No se trata de cuestionar cómo cada familia vive su despedida. El duelo merece respeto y cada persona lo afronta de manera diferente. Sin embargo, sí vale la pena preguntarnos si las instituciones que acompañan a las familias podrían aprovechar esos momentos para promover mensajes de cuidado y salud.
Muchas organizaciones cuentan con profesionales de psicología, áreas de bienestar o programas de responsabilidad social. Un pequeño afiche sobre consumo responsable, material informativo o una campaña ocasional podrían convertirse en una oportunidad para sembrar conciencia. No porque un mensaje cambie una conducta de inmediato, sino porque la prevención se construye con acciones pequeñas y constantes.

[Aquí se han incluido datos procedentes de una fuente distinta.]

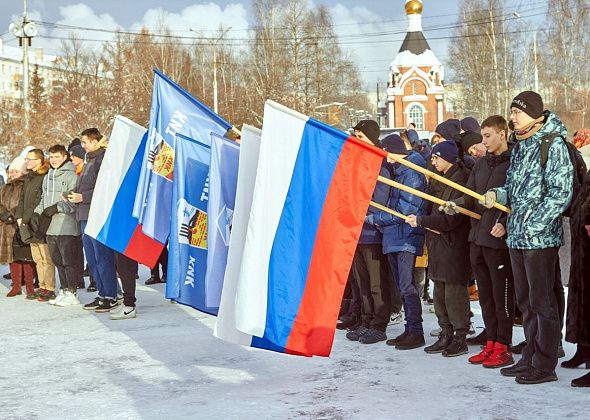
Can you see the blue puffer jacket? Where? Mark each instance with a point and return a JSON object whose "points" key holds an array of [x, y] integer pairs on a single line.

La reflexión, en realidad, va más allá de un solo lugar. ¿Por qué no aprovechar también los estadios, coliseos, centros comerciales, bares, restaurantes, terminales terrestres o cualquier espacio donde diariamente confluyen cientos de personas? Si esos escenarios ya transmiten mensajes comerciales, culturales o de seguridad, también podrían convertirse en aliados para promover hábitos saludables, prevenir el consumo problemático de alcohol y fortalecer una cultura de autocuidado.
La prevención del consumo no es responsabilidad exclusiva del sistema de salud. Es una tarea compartida entre instituciones públicas, empresas privadas, organizaciones sociales y toda la comunidad. Cada espacio tiene la capacidad de influir, aunque sea con un mensaje sencillo.
Tal vez hemos normalizado tanto ciertas conductas que dejamos de percibir el mensaje que envían. Si una institución tiene la oportunidad de sembrar una idea que proteja la salud y el bienestar de las personas, ¿por qué no aprovecharla? La prevención también comienza cuando decidimos no dejar pasar esas oportunidades.